Boil some white chicken breast. Crumble Cool Ranch Doritos into the bottom of your pan. Lay the chicken in strips over the Doritos and pour 1 or 2 cans of tomatoes with chilies over the chicken. Then take shredded fiesta cheese (1-2 bags) and sprinkle over the tomatoes and bake at 375° until the cheese melts (about ten minutes). Serve with a side of sour cream and enjoy!
Emily Klenz Grgincic
Cook a pound of ground chicken with a diced onion. Mix in a block of cream cheese, stir on low heat until it melts. Dump in some taco seasoning, a big handful of shredded cheese, and a can of diced tomatoes. Stir. Fill 8-10 soft tortilla shells, roll’em up, and put in Pam sprayed 9×13 dish. Sprinkle with cheese, and bake 30 minutes at 350 degrees. Serve with sour cream and salsa.

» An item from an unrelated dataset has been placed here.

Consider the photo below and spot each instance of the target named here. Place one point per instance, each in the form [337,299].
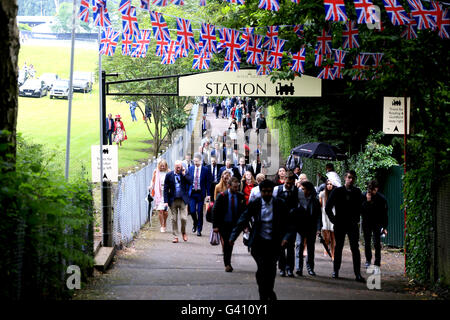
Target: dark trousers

Cook a pound of spaghetti, drain and mix 1 cup of milk and 1 cup of mozzarella cheese. Put into bottom of 9×13 pan, bake at 350° for 15 minutes. Remove from oven and top it off with your favorite spaghetti sauce, pepperoni, Cudighi sausage (or another meat – your choice), some veggies of choice and 2 cups of mozzarella and 1/2 cup grated Parmesan. Return to oven for 30 minutes. Enjoy!
3 Cheese Mac & Cheese
Boil 16 oz. of macaroni. Add 2 cups of cheddar cheese. 2 cups of Swiss cheese. 1 cup Parmesan cheese . 2 cups milk. 4 tbsp butter. 3 tbsp flour. 2 cups crushed crackers.
Melt some butter in saucepan add flour and stir. Cook flour for 1 minute and then slowly add milk. Keep cooking and stirring until thick. Take off heat and add 1 cup of cheddar cheese and 1 cup of Swiss cheese. Stir until melted and well blended. In a greased 9×13 dish place macaroni and cover with cheese sauce top with crushed crackers and remaining cheeses. Bake at 350 for 45 minutes until heated through and golden brown.
Chicken & Stuffing Casserole
Use 1 lb. of chicken pieces pre-cooked for 10 minutes at 350 in a greased 9×13 pan. In a large bowl, combine one package of Stuffing mix, 4 tbsp of butter (melted), 1/2 cup of water, one can of cream of mushroom soup and one can of water (whip these together before adding to the stuffing mix).
Once chicken has begun to cook on the outside, spread stuffing mix over the top and bake in a 350 degree oven for 30 minutes until brown and bubbly.
Add molasses, brown sugar, ketchup and mustard to four cans of beans. Mix all together. Add minced onions. You can season to taste. Place in a baking dish and top off with bacon strips. Bake uncovered for about 45 minutes to 1 hour at 350 degrees.
Anne Schneider Meny
Take 6 chicken breasts and place them in a 9×13 pan. First, make some homemade bruschetta (1 cup chopped tomatoes, ½ cup chopped onions, 3 tbsp chopped fresh basil, ½ cup balsamic vinegar, a dash of olive oil, and a dash of salt to taste).
Spread the bruschetta on top of the chicken breasts. Bake at 375 degrees for 35 minutes. Remove from oven- sprinkle with fresh, grated Parmesan cheese and put back in the oven for another 10 minutes. Serve with rice and fresh veggies.